Who would have thought that creepy crawlies could be so adorable?
If Botinicula were a cake, you would bake it by mixing in one part Mr. Rogers’ Neighborhood with one part Microcosmos and throwing in a good dash of brightly colored construction paper. More importantly, you would mix it while standing on a chair, wearing an apron that’s too big for your five-year-old build, and you’d probably get through half of the eating by sneaking into the frosting jar and licking globs of batter off your fingers. In other words, Botanicula is the kind of game that’s all about sweet tastes, bright colors, and innocent dawdling exploration. However, the best part about it is that even if you’re secure in your smug, sophisticated adulthood, Botanicula will be able to suck you in and remind you of what it was like to be a kid.
Botinicula follows the adventures of a party of five little insect buddies who team up together to save their tiny tree-home from what should only be described as a ‘verwee scarewee and mean spider’. The story follows your intrepid insect heroes as they start at the top of their tree ecosystem and work their way to the bottom by solving puzzles, advancing a little further with each unblocked door. This typical puzzle game structure is nicely hidden behind the aesthetics of the game: instead of simple doors to unlock, puzzles usually take the form of helping or dealing with other denizens of the tree. You’ll need to find a treat to use as a bribe (or a distraction), or perhaps fix a toy or do a favor. The best part is that even though these tasks may seem simple, they’re never boring, because Botanicula is a game that heavily rewards exploration and interaction. Regardless of whether you’re interested in going on a treasure hunt, you’ll be excited simply to interact with some new bugs.

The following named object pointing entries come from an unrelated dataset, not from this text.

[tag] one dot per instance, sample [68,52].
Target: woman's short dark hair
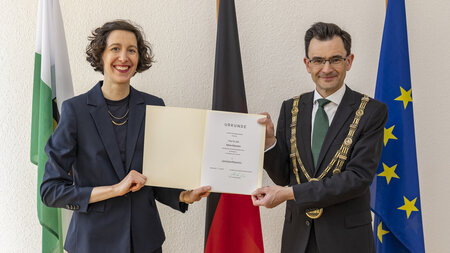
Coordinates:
[326,31]
[98,39]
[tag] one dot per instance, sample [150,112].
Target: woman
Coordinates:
[95,154]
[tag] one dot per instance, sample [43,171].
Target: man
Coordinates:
[325,169]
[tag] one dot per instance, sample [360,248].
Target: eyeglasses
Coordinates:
[334,61]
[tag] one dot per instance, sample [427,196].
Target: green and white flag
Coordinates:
[52,85]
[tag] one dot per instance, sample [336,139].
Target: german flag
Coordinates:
[232,222]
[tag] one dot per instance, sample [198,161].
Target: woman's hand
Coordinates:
[192,196]
[134,181]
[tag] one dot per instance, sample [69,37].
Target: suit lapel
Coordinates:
[304,129]
[135,118]
[99,113]
[343,112]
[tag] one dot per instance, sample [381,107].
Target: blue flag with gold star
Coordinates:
[395,189]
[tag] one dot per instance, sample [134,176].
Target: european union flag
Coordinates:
[395,189]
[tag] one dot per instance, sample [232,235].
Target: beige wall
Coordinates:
[183,36]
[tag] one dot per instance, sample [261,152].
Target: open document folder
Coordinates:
[188,148]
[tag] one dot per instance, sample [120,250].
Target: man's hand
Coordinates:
[192,196]
[272,196]
[270,132]
[134,181]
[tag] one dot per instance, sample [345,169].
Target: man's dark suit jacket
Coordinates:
[345,225]
[85,141]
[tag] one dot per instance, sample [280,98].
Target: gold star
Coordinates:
[388,134]
[405,97]
[381,232]
[389,172]
[409,206]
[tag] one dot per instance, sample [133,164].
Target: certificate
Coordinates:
[187,148]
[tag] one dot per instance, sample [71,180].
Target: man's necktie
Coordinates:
[320,129]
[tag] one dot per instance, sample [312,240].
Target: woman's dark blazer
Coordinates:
[83,153]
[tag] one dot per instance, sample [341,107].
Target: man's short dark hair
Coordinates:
[326,31]
[98,39]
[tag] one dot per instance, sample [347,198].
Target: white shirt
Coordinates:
[330,108]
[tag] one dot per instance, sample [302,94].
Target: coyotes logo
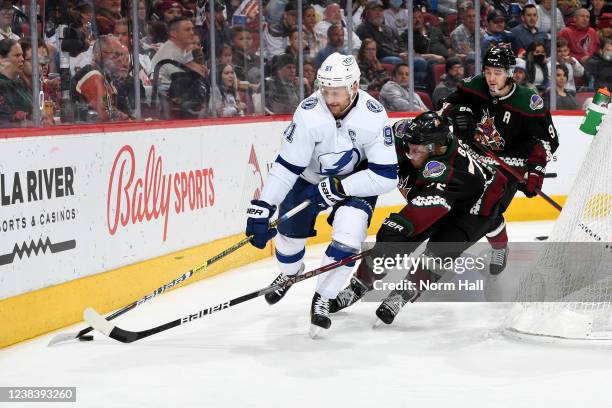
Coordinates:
[487,134]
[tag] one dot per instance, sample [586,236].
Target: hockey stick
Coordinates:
[202,267]
[516,175]
[125,336]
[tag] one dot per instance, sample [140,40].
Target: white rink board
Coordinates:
[91,240]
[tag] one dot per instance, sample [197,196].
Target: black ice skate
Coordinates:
[498,260]
[391,306]
[319,315]
[349,295]
[275,296]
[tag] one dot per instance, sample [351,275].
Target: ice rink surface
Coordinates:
[446,355]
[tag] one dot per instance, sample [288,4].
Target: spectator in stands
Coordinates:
[527,32]
[537,68]
[108,12]
[544,17]
[246,64]
[6,20]
[462,38]
[568,8]
[373,74]
[223,32]
[43,60]
[177,48]
[443,7]
[333,15]
[15,97]
[78,35]
[146,66]
[583,40]
[225,55]
[94,85]
[293,47]
[596,9]
[168,10]
[599,66]
[309,21]
[394,94]
[448,84]
[391,48]
[276,35]
[496,32]
[574,68]
[566,100]
[519,74]
[396,16]
[282,95]
[310,75]
[335,43]
[225,94]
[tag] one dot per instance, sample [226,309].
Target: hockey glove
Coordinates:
[535,169]
[462,119]
[325,194]
[395,228]
[258,223]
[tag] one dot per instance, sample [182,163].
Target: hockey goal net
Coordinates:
[568,293]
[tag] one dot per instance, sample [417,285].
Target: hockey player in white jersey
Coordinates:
[337,152]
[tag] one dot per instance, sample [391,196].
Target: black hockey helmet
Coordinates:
[426,128]
[500,57]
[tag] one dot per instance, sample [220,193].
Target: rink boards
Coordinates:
[101,215]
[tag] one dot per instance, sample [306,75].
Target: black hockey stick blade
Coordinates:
[162,289]
[98,322]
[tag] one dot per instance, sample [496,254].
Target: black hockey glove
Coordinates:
[258,223]
[462,119]
[534,172]
[325,194]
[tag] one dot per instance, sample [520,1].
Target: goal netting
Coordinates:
[568,292]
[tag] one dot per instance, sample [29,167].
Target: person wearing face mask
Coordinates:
[537,66]
[565,99]
[444,183]
[511,121]
[15,97]
[599,66]
[396,17]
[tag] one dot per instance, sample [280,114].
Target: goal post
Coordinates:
[567,294]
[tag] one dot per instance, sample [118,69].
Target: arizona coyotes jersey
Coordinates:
[510,125]
[358,149]
[457,180]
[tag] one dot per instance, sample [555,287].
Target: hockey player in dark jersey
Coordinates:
[451,197]
[490,111]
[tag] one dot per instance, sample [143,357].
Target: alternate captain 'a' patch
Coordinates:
[433,169]
[374,106]
[310,103]
[536,102]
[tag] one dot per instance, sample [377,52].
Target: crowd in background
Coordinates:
[86,59]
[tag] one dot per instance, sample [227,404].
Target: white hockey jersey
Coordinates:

And I’ll be danged if these bugs aren’t CUTE! Even for a seasoned gun-toting gamer like myself, I couldn’t help but be charmed by Botanicula, in no small part because when it comes to tone, the designers really hit the nail on the head (with a sledgehammer!). The watercolor gradients and simple childlike creature designs mesh perfectly with onscreen antics and friendly puzzling gameplay. The sound is also a perfect fit: these bugs are filled with squeaks, jitters, burbles, and almost-but-not-quite-speech noises that perfectly convey a feeling of innocence and wonder. The music in the game also deserves special mention, not because it’s particularly complex, but rather because it perfectly mirrors the feeling of the game, with a mix of simple sounds, buzzing tones, and children’s voices. It showcases a crisp variety of styles and instruments to match the quirky variety of settings and encounters that the game presents.
Smaller indie games can’t afford to have too much dialogue (requiring a headache of translation work to complete), which is one reason why so many of these games have cleverly figured out how to avoid using words entirely (Machinarium and Limbo come to mind).. Botanicula follows in the footsteps of these games by communicating mostly by symbols and chirps, and it achieves great success here. Even the usually tiny details of gaming have been given wonder expression in this game. For example, if an area is locked off to your party of bugs, rather than simply sticking an invisible wall on your path or even putting up a blunt barrier, your bugs will merrily scuttle offscreen, only to be chased back onscreen by some plump baddy.